Combattre les violences psychologiques et sexuelles

Publié le 12 décembre 2019

Catégories: À la une, Égalité entre les femmes et les hommes

Le milieu de la coopération internationale a été choqué et interpellé par les abus sexuels commis par des employés d’ONG et révélés en 2018. Les organismes de coopération internationale ont immédiatement été mobilisés et encouragés à mettre en place des mécanismes visant à prévenir et dénoncer ce type de crime.

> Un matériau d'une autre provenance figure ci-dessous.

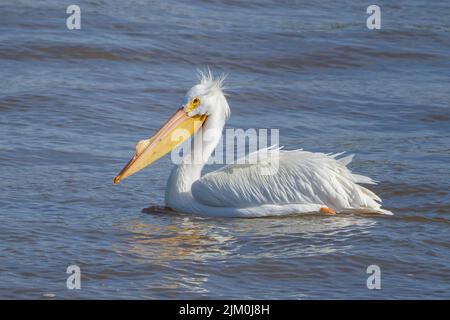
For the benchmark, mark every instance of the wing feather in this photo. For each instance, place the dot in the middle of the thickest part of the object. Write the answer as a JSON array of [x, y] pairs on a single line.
[[296, 176]]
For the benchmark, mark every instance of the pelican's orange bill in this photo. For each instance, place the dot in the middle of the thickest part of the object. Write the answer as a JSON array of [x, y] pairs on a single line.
[[175, 131]]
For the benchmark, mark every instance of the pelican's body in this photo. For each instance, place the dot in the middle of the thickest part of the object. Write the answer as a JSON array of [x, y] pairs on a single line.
[[302, 182]]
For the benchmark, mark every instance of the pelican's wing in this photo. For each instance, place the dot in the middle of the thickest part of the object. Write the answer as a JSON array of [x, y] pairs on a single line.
[[300, 177]]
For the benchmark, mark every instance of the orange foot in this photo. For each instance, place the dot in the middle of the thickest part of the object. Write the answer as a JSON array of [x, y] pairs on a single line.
[[327, 210]]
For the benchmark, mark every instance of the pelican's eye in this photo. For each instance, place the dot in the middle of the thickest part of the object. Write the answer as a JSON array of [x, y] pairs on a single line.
[[194, 104]]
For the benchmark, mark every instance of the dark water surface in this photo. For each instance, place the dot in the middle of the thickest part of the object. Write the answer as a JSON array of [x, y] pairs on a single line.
[[73, 104]]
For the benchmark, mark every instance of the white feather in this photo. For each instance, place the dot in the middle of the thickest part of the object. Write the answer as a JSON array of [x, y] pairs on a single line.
[[279, 181]]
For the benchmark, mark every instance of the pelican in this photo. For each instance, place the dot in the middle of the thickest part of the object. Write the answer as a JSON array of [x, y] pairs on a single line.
[[304, 182]]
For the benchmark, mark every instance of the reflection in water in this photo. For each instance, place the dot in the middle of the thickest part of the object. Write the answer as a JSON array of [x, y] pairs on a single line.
[[166, 236]]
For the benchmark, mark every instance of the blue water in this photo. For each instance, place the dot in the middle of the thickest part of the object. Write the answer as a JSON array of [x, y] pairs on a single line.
[[74, 103]]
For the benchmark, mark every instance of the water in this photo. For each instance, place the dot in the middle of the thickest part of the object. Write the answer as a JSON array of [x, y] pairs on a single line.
[[73, 104]]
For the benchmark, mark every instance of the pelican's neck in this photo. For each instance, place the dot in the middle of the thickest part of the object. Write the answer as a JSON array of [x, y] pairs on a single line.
[[185, 174]]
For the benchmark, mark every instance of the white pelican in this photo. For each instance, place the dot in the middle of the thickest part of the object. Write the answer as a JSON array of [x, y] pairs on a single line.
[[305, 182]]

D’ailleurs, Terre Sans Frontières (TSF) s’est immédiatement mis au travail, ce qui lui a permis d’adopter dès cette année une Politique de prévention et d’intervention en matière de harcèlement psychologique et sexuel, d’exploitation et d’abus sexuel, à laquelle est rattachée une procédure permettant de faciliter le traitement des plaintes et des signalements.

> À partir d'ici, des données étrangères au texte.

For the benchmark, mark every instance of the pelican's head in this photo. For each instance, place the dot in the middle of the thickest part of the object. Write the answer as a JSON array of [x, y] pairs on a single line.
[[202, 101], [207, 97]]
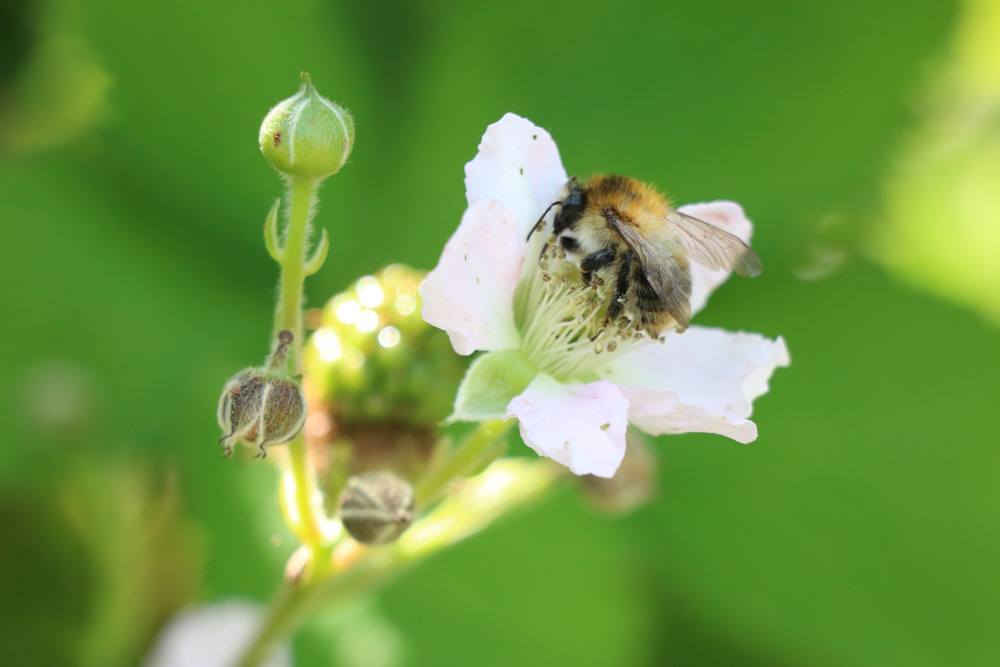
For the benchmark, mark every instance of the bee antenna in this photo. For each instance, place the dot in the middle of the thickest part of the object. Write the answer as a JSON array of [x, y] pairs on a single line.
[[538, 225]]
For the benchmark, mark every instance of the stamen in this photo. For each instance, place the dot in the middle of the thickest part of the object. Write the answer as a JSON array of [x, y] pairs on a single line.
[[566, 330]]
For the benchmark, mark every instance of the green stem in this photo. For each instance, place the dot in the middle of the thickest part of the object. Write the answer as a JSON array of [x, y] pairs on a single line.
[[478, 449], [503, 488], [288, 316]]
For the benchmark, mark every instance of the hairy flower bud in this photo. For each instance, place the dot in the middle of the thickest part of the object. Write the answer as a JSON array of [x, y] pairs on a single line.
[[377, 507], [307, 135], [261, 406]]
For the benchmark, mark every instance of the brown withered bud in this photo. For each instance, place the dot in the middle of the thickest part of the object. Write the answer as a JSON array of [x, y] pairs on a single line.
[[261, 406], [377, 507]]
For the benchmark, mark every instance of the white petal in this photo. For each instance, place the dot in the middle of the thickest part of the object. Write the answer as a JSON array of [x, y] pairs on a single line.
[[704, 380], [470, 293], [517, 165], [212, 636], [725, 215], [580, 426]]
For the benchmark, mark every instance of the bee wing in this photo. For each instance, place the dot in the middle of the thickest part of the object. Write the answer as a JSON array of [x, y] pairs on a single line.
[[714, 247], [670, 281]]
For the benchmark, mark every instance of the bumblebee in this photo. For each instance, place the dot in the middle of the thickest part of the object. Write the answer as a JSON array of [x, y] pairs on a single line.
[[624, 233]]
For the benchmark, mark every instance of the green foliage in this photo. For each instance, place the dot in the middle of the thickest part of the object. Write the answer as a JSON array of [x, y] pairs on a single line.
[[860, 529]]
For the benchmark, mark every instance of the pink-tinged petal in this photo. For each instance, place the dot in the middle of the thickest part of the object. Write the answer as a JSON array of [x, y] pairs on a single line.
[[725, 215], [518, 165], [580, 426], [704, 380], [470, 293], [213, 635]]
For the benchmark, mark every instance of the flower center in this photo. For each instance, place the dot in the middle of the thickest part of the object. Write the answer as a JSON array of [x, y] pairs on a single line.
[[564, 323]]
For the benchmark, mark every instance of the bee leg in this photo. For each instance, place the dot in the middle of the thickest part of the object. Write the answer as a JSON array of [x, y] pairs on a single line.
[[595, 261], [621, 287]]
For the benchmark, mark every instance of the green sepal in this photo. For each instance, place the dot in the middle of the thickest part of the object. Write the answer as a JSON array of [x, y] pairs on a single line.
[[491, 382]]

À travers cette politique, TSF préconise une approche centrée sur la personne victime-survivante, c’est-à-dire que le processus de prise en charge est orienté sur les besoins spécifiques de la personne ayant subi du harcèlement, de l’exploitation ou abus sexuel.TSF a également adopté un code de conduite pour la prévention et l’intervention en matière de harcèlement, d’exploitation et d’abus sexuel auquel toute personne employée par TSF doit souscrire.

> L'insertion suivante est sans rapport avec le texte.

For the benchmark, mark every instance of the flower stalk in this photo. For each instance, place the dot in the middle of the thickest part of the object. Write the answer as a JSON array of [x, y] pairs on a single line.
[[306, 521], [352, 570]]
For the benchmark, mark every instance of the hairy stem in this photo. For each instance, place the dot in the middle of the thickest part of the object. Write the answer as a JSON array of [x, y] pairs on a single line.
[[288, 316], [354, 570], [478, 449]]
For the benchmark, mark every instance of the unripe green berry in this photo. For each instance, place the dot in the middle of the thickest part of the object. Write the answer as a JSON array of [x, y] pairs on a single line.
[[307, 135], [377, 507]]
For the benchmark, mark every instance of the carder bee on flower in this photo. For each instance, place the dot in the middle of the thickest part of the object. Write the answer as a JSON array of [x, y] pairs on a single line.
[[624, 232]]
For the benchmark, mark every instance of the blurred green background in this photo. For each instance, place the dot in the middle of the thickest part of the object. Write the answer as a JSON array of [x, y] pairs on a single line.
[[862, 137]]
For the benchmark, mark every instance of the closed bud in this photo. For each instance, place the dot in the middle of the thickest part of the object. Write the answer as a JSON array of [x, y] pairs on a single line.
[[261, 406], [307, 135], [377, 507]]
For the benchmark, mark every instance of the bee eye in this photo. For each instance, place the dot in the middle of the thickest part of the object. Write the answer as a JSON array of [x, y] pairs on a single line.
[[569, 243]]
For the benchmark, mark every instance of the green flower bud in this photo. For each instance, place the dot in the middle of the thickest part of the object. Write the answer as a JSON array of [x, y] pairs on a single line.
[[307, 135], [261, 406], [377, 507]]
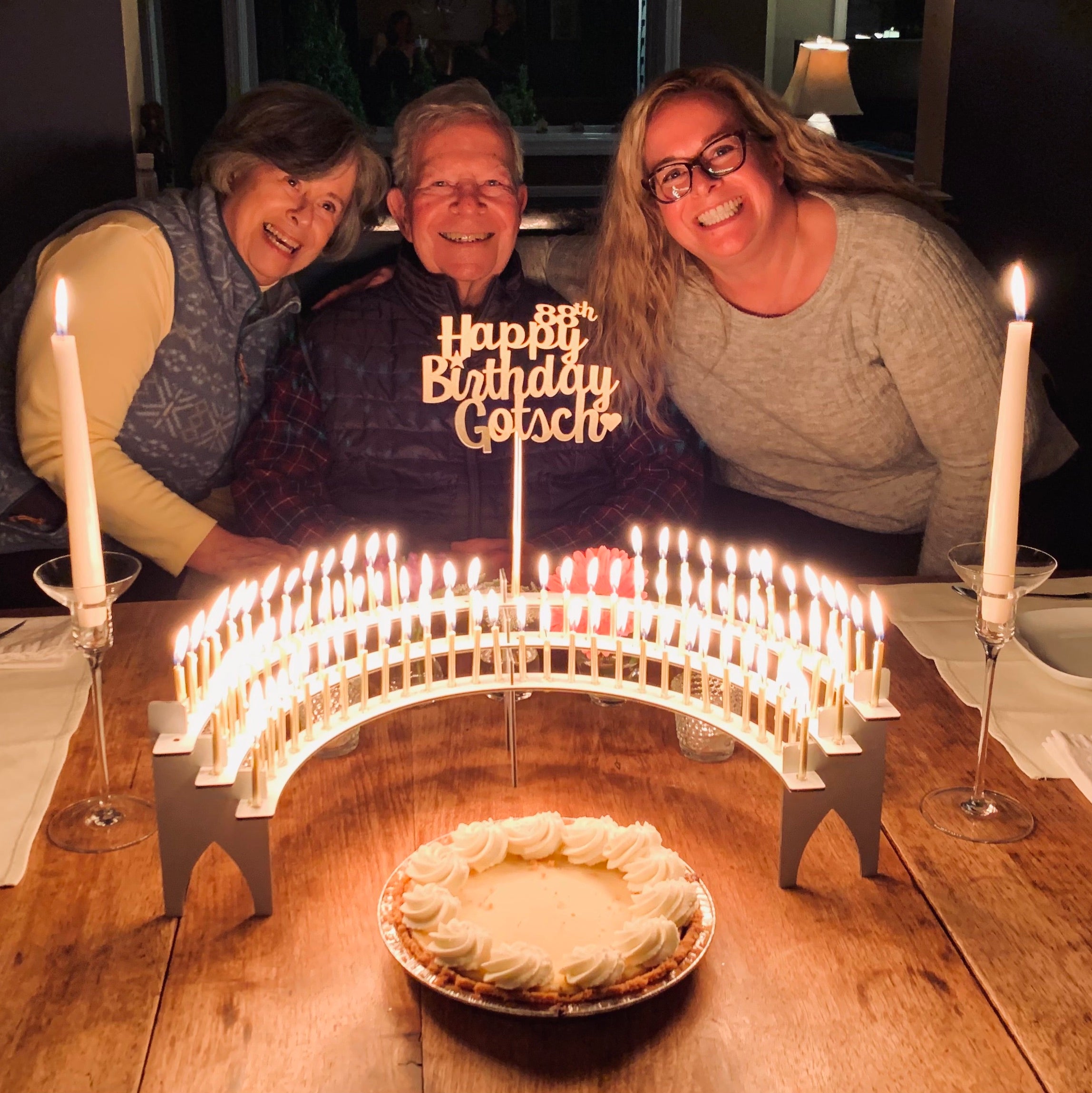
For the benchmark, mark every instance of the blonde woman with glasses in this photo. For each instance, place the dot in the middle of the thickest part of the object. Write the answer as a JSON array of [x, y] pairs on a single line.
[[836, 346]]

Cette politique a aussi trouvé son écho sur le terrain à travers diverses interventions spécifiques visant à prévenir les abus et à accompagner des victimes-survivantes. En Haïti par exemple, le Centre de formation et d’accompagnement des jeunes et des paysannes de Vialet offre à une soixantaine d’adolescentes des ateliers de capoeira, un art martial afro-brésilien très ludique et acrobatique qui tirerait son origine chez les esclaves noirs. L’objectif premier de ces ateliers est d’outiller les jeunes filles avec un moyen d’auto-défense leur permettant de prévenir les violences sexuelles basées sur le genre (VSBG).

Du côté de la République du Congo, les interventions en santé qu’y mène TSF en collaboration avec l’Agence des Nations Unies pour les réfugiés (HCR) comportent un volet de sensibilisation aux VSBG et d’aide psychologique pour les femmes réfugiées ayant subi de tels abus.En République démocratique du Congo, un projet en instance de démarrage permettra à une quarantaine de femmes victimes-survivantes de développer des compétences pour l’emploi, contribuant à leur autonomisation économique et sociale.